1. **`nn.Embedding` is a learnable lookup table.** It stores a weight matrix of shape `[vocab_size, embed_dim]` and indexing by token ID returns one row. Equivalent to one-hot x matrix, without the sparse vector.
2. **Cosine similarity reveals structure.** Random embeddings have ~0 similarity between all pairs. After training, semantically similar tokens cluster together in embedding space.

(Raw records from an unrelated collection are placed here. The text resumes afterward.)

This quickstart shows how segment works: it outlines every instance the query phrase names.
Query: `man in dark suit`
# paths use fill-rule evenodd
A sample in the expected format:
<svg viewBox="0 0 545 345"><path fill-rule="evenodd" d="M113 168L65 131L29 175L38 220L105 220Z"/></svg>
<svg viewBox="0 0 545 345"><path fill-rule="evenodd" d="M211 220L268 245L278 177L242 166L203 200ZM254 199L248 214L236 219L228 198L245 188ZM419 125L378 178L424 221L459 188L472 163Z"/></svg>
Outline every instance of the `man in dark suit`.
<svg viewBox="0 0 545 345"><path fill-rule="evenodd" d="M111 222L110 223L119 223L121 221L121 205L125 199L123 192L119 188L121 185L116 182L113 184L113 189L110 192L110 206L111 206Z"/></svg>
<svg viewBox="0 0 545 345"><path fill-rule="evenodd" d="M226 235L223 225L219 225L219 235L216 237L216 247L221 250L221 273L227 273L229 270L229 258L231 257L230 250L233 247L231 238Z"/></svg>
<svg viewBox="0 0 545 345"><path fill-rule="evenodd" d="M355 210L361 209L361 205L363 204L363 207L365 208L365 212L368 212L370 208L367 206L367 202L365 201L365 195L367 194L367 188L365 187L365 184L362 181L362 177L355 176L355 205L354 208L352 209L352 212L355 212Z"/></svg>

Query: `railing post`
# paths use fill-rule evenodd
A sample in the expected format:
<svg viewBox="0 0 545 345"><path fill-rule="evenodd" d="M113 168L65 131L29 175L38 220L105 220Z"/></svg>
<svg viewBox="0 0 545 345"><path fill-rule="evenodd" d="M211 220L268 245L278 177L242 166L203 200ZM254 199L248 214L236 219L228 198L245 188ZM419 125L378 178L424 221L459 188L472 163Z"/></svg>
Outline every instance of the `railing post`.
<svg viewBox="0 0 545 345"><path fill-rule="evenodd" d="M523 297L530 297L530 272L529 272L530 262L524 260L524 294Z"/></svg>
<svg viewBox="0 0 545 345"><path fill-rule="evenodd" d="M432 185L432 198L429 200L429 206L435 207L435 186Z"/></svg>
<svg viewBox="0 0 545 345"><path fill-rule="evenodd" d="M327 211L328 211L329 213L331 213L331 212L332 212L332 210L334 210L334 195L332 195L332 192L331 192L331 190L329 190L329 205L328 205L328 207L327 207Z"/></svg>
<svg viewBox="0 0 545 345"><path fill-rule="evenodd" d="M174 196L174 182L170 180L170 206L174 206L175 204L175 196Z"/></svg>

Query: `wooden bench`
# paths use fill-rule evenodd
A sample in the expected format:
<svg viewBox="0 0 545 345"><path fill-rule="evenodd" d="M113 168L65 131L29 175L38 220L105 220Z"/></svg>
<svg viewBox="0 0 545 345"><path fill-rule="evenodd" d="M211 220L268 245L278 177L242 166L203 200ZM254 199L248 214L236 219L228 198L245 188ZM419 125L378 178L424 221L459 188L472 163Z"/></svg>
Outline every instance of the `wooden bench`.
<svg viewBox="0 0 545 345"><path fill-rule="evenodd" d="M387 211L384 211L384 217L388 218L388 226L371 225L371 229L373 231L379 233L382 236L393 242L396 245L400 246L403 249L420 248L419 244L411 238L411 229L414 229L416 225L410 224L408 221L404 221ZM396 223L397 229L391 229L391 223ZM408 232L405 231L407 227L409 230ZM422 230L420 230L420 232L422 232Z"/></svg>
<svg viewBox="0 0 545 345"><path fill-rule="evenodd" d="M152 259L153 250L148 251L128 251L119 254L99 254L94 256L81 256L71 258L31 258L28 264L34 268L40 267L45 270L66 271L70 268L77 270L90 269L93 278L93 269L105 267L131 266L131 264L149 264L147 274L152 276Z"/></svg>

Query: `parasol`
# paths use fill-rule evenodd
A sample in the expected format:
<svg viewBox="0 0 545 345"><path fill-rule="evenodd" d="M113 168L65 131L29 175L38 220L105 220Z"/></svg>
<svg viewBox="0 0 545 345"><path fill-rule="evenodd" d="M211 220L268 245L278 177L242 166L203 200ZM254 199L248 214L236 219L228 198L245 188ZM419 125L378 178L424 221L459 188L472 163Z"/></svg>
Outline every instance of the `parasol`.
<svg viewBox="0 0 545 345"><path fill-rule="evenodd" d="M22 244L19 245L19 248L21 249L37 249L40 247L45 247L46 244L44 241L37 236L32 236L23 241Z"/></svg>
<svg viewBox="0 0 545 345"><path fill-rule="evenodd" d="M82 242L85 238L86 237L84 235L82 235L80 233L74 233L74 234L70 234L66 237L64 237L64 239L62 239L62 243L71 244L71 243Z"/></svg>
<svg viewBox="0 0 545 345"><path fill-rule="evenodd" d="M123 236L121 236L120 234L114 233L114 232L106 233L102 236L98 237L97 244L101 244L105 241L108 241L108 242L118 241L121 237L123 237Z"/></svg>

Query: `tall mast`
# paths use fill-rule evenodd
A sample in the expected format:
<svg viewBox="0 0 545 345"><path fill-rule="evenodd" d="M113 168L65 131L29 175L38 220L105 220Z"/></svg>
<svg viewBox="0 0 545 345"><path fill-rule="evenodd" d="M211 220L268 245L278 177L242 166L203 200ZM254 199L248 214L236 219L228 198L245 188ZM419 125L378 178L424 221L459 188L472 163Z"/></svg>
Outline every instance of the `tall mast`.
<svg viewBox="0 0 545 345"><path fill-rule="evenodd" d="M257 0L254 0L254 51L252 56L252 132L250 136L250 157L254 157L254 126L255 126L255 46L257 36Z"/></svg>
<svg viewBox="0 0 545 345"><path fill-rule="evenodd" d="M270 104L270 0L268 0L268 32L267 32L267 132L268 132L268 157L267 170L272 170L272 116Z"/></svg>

3. **Sinusoidal positional encoding gives each position a unique, smooth encoding** using multi-frequency waves. Low dimensions change slowly (coarse position), high dimensions change fast (fine position).
4. **Token embedding + positional encoding = the model's input.** Without position, the model sees a bag of words and cannot distinguish "dog bites man" from "man bites dog."
5. **Everything downstream operates on these vectors.** Attention, transformer blocks, the whole model — it all starts from this `[seq_len, embed_dim]` tensor.